People have been rocking out in the SciAm Guest Blog. Check out this book review of Tabloid Medicine: How the Internet is Being Used to Hijack Medical Science for Fear and Profit by Valerie Jones.

If you haven’t had enough counter-evidence to the idea of science blogs as an echo chamber, check out Colin Schultz’s treatment of a recent paper on linking patterns in science blogs versus traditional journalism.

Finally, check out this interactive map on well-being in the US in the New York Times. I found a lot of the patterns really interesting, in terms of what portions of the US lit up when.
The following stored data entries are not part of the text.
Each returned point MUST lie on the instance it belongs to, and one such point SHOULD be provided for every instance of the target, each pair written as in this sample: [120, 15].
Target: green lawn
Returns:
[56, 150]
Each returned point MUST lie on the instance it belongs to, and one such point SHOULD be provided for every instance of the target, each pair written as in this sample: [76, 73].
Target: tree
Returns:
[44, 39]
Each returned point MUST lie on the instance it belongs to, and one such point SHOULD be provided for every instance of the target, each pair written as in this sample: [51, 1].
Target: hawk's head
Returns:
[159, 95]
[11:26am CST: Edited to add two links for Scicurious, because the links were on my list but then I forgot.]

2 Comments

  1. Erica said:

    First of all, I love this round-up – I think I clicked on at least 5 links!
    Second, the article from Psych Today about due dates struck a chord with me today b/c I am in MX doing research and was sitting in prenatal appointments all day long. The doctor seeing new patients would give them a due date with the admonishment that the baby would most likely come within a two-week period around that time so not to worry. I thought that was fantastic. From my research however, Mexico has a high c-section rate rivaling that of the US. I will be interested to see how the 30 women I am currently interviewing end up having their babies.

  2. KBHC said:

    Hi Erica, thanks for commenting! I'm glad to hear the doc you're working with is saying this. I do think it's fairly common for doctors to give a due date, and then explain that a mother isn't “overdue” until two weeks have passed (though in the US this is slowly creeping to only one week).
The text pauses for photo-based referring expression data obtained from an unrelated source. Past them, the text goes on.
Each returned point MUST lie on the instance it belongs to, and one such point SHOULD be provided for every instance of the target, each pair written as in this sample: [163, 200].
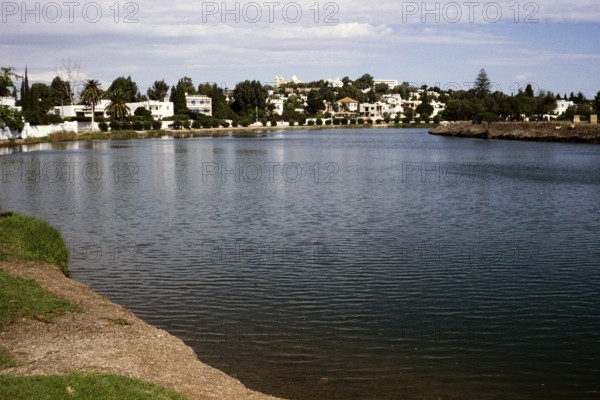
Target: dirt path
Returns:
[107, 338]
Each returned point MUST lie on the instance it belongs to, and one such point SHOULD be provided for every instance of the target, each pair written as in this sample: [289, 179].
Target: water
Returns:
[363, 264]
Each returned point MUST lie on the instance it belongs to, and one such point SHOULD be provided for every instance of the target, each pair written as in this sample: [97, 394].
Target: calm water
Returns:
[362, 264]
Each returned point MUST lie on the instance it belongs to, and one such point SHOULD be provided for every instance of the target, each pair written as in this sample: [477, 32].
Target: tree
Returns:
[220, 107]
[127, 87]
[70, 77]
[249, 96]
[158, 91]
[365, 82]
[6, 81]
[315, 103]
[482, 84]
[11, 118]
[92, 94]
[60, 92]
[118, 108]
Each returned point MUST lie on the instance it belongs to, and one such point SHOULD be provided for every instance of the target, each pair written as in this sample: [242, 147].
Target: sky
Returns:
[551, 44]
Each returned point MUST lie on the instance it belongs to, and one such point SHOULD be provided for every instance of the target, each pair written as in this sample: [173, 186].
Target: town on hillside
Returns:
[67, 104]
    I wonder if the high c-section rate in Mexico and the US might actually be because of the window given? That is, if you hit that window around your due date, surely it's safe to give birth now, so if you want the baby out, you are tired or had a hard pregnancy, or the rotations are about to all change, or your doc is about to go on vacation… why not induct? And then, unfortunately, it's just a skip and a hope to c-sections, since inductions so often cause fetal distress that then causes a doc to want to do a c-section.

    So maybe it's important to not only explain that that window is normal, but that it could actually be harmful or increase one's risk of major surgery to try and get things started before the baby is ready. If the baby triggers things in that window, great! But unless there is some reason the baby will be safer out than in, leaving the kid alone is the best bet.

    Your research sounds interesting, I hope you share more at some point!